2025-11-21
32 分钟Until 1989, comparing economic systems across the world was relatively simple.
You had market democracies of the West, the socialist economies of the Soviet bloc,
China and satellite countries,
and finally the large number of poor-to-middle-income non-aligned countries.
How you described and how you evaluated these systems,
let alone the interaction between them, depended quite profoundly on your political perspective.
But a lot has changed since then.
The Old West has become less economically dominant and less liberal.
Soviet central planning collapsed and previously socialist countries have turned to various forms of capitalism.

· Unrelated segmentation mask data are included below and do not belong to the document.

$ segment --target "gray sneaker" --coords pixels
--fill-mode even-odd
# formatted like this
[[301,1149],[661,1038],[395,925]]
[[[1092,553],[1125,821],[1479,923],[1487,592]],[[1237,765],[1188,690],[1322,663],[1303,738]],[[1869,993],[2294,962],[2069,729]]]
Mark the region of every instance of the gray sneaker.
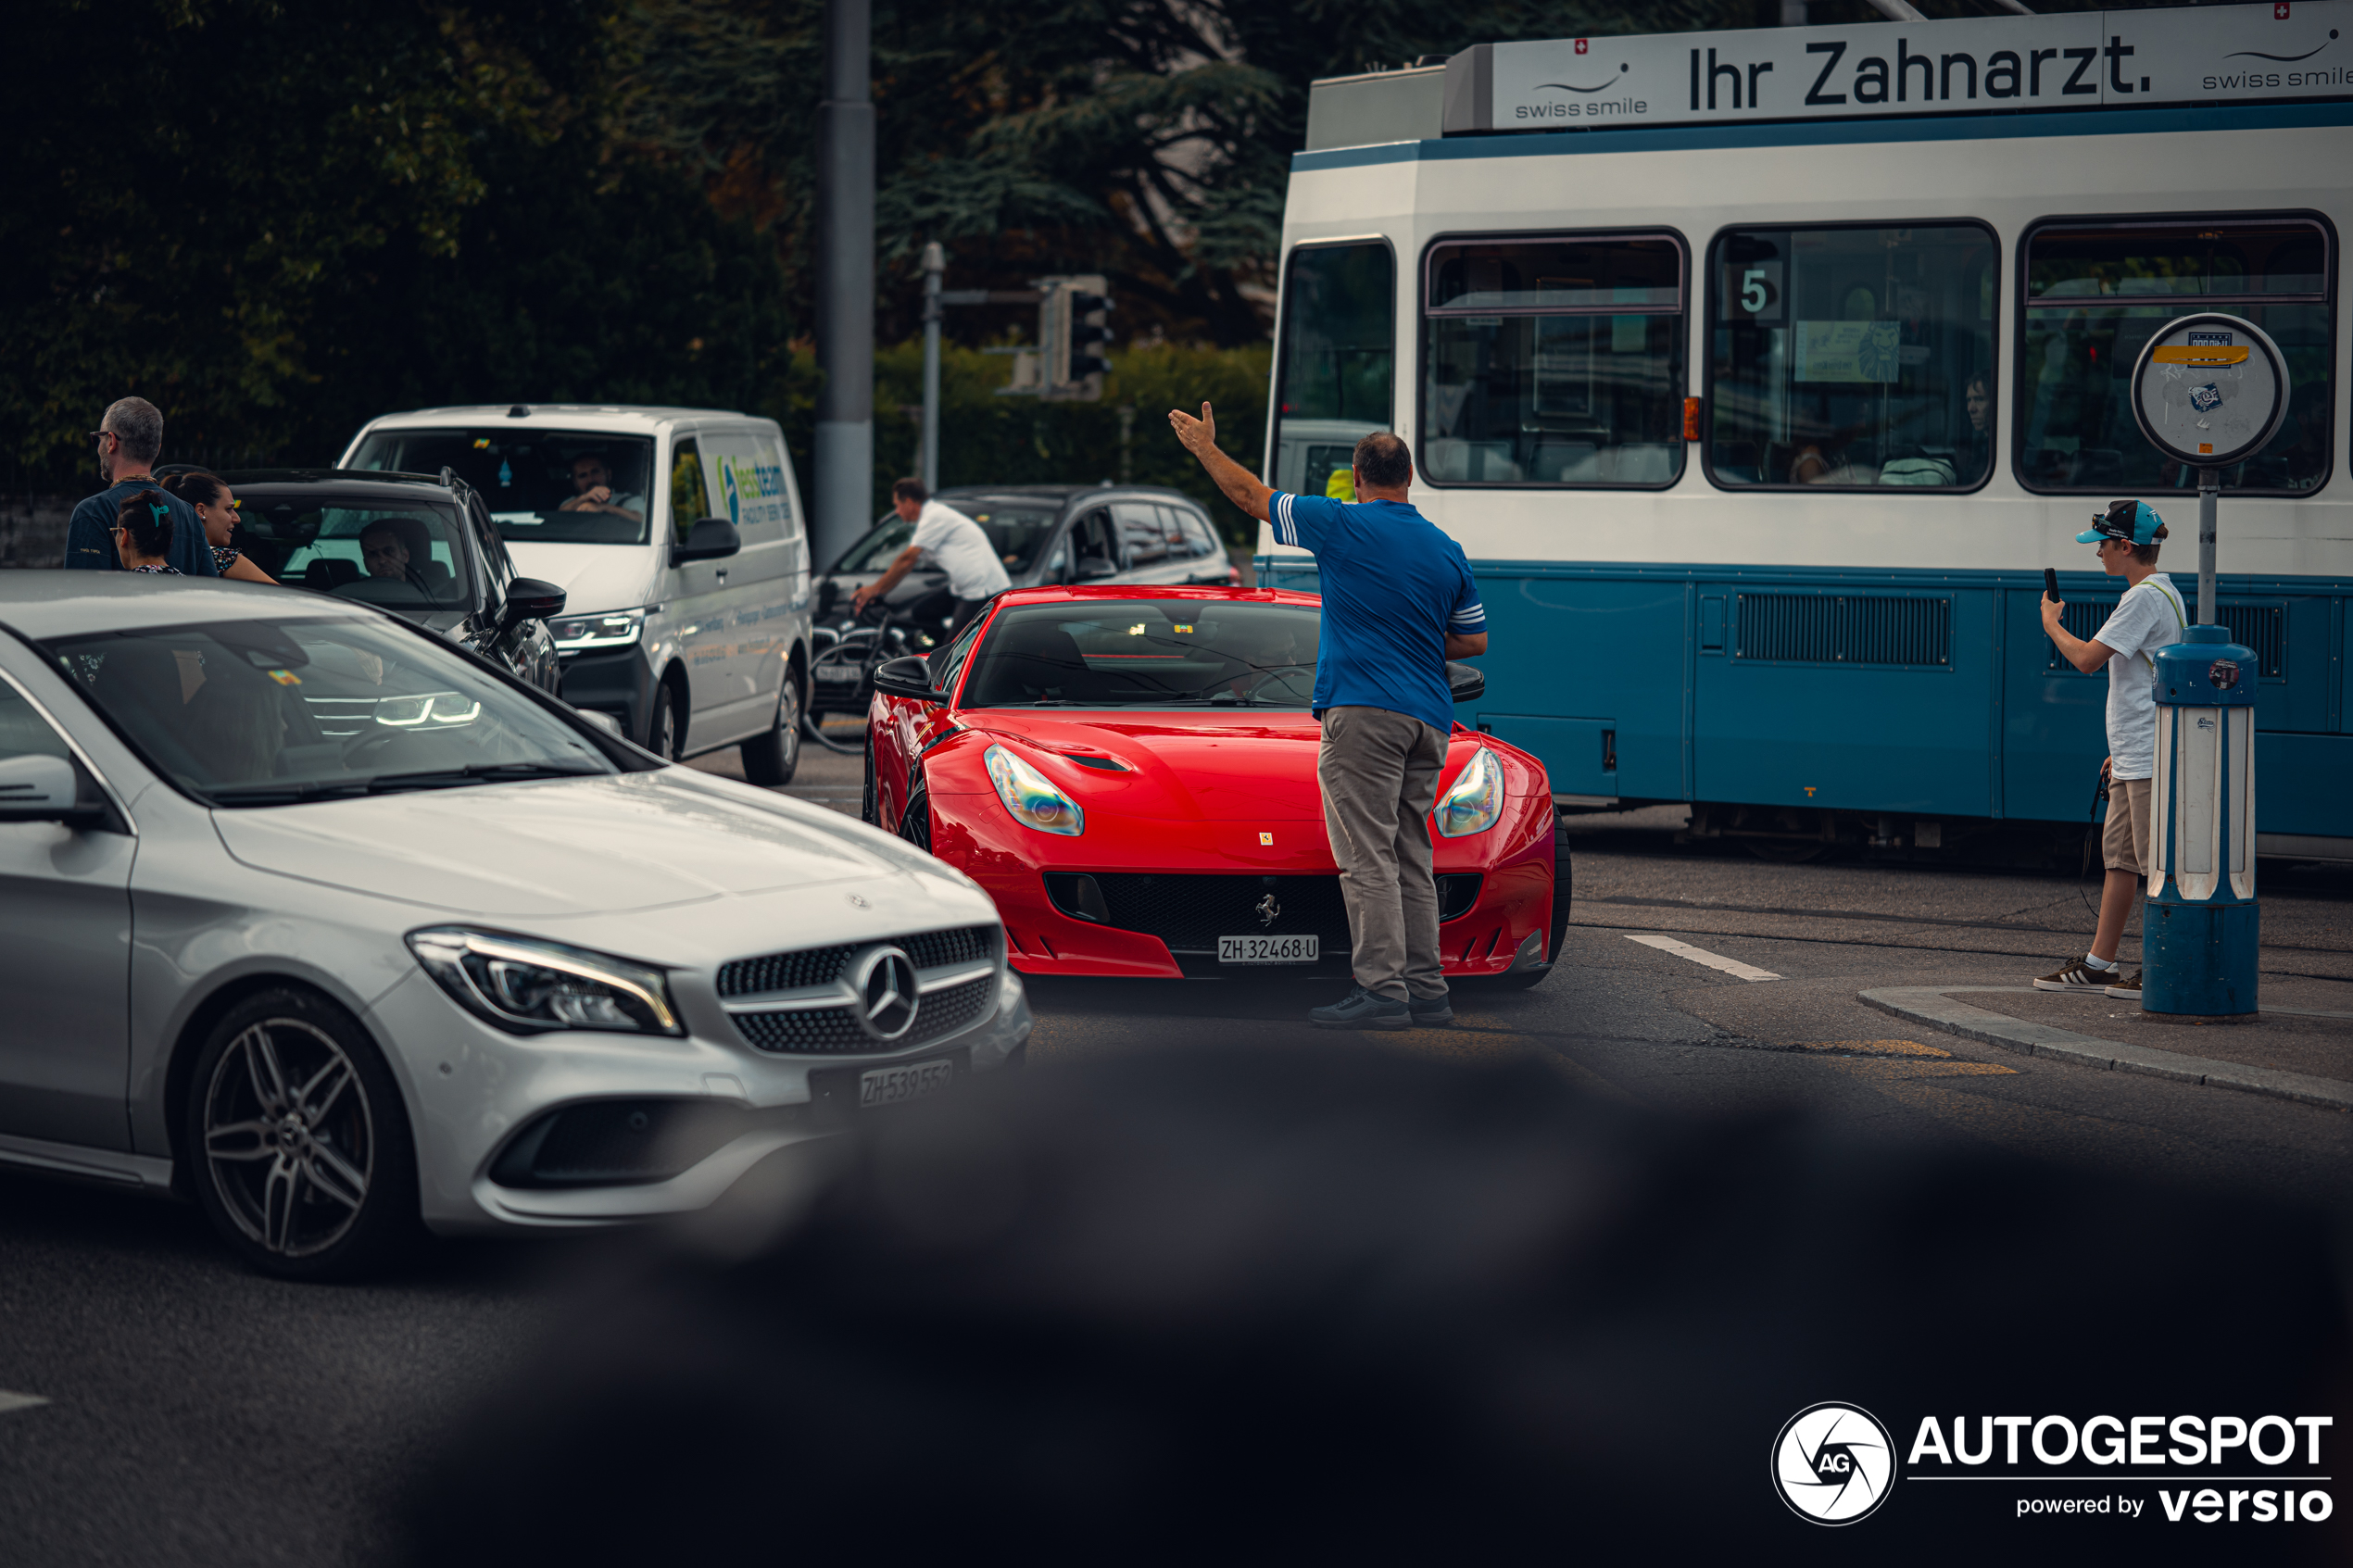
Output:
[[[2122,972],[2121,969],[2094,969],[2080,958],[2070,959],[2052,973],[2037,978],[2034,988],[2037,991],[2079,991],[2088,996],[2115,985],[2117,976]],[[2133,994],[2139,995],[2138,992]]]
[[1310,1008],[1310,1022],[1322,1029],[1411,1029],[1414,1015],[1403,1002],[1376,996],[1362,985],[1327,1008]]
[[1413,1015],[1416,1029],[1435,1029],[1454,1022],[1453,1001],[1443,991],[1435,997],[1407,997],[1405,1010]]
[[[2119,965],[2118,967],[2121,968],[2123,966]],[[2114,997],[2120,1002],[2139,1001],[2141,999],[2141,972],[2137,969],[2134,970],[2133,972],[2133,977],[2130,980],[2118,981],[2115,985],[2108,988],[2108,994]]]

Many formerly poor countries in what is now called the Global South have grown rapidly.
And then, of course, there's China.
If the past global economic order has disappeared and the present is not the victory of Western market liberalism that we expected,
what global economic system are we going to end up with in the future?
I'm Martin Sandbu,
the FT's European Economics commentator and author of the free lunch newsletter on global economic policy.

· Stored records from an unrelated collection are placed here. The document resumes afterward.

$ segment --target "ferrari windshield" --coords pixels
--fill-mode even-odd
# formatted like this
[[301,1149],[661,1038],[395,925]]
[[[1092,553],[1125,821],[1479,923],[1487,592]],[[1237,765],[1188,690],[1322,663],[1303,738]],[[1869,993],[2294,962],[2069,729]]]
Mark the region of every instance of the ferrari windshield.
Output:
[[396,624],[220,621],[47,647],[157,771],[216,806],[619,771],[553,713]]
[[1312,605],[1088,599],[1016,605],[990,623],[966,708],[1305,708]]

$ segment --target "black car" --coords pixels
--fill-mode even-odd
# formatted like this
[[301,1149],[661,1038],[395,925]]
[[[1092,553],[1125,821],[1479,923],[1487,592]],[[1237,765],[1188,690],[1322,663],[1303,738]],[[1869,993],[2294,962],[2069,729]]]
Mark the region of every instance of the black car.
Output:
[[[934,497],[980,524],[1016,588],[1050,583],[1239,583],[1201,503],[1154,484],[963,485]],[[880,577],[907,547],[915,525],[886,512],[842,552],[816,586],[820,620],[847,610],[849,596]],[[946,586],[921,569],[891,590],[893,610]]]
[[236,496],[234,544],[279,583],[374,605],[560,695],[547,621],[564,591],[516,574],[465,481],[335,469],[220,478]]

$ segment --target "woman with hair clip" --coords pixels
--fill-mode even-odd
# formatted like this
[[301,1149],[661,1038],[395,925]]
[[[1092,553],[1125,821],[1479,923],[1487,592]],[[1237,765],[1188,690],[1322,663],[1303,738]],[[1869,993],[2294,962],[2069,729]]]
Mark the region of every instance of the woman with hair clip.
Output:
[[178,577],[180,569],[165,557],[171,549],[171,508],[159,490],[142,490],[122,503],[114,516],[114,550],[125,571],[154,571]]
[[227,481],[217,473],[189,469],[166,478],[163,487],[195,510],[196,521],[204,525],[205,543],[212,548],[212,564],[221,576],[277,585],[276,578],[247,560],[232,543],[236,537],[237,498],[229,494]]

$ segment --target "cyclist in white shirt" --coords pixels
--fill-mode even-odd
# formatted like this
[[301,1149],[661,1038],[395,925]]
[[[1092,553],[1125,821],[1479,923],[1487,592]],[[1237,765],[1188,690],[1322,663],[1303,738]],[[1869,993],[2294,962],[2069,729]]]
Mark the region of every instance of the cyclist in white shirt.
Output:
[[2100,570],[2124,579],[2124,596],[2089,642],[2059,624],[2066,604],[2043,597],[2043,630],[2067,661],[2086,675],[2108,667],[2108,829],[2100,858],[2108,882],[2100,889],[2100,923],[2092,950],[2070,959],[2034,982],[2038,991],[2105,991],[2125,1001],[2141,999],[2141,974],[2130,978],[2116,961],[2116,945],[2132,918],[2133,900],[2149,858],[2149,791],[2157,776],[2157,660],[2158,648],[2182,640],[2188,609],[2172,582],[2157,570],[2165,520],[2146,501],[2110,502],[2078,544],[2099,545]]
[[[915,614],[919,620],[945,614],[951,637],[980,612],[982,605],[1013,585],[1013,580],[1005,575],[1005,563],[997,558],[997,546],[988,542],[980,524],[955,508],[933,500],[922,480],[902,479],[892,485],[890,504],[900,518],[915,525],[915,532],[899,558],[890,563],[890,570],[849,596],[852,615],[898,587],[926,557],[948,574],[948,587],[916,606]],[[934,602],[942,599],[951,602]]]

And to answer my questions, I'm speaking to Branko Milanovic.
Milanovic is a senior scholar at the Stone Center on socioeconomic inequality at the City University of New York and a visiting professor at the International Inequalities Institute at the LSE.
He was formerly a World Bank economist and has authored several books.
The newest of which has just come out.
It is called the Great Global Transformation, National Market Liberalism in a Multipolar World.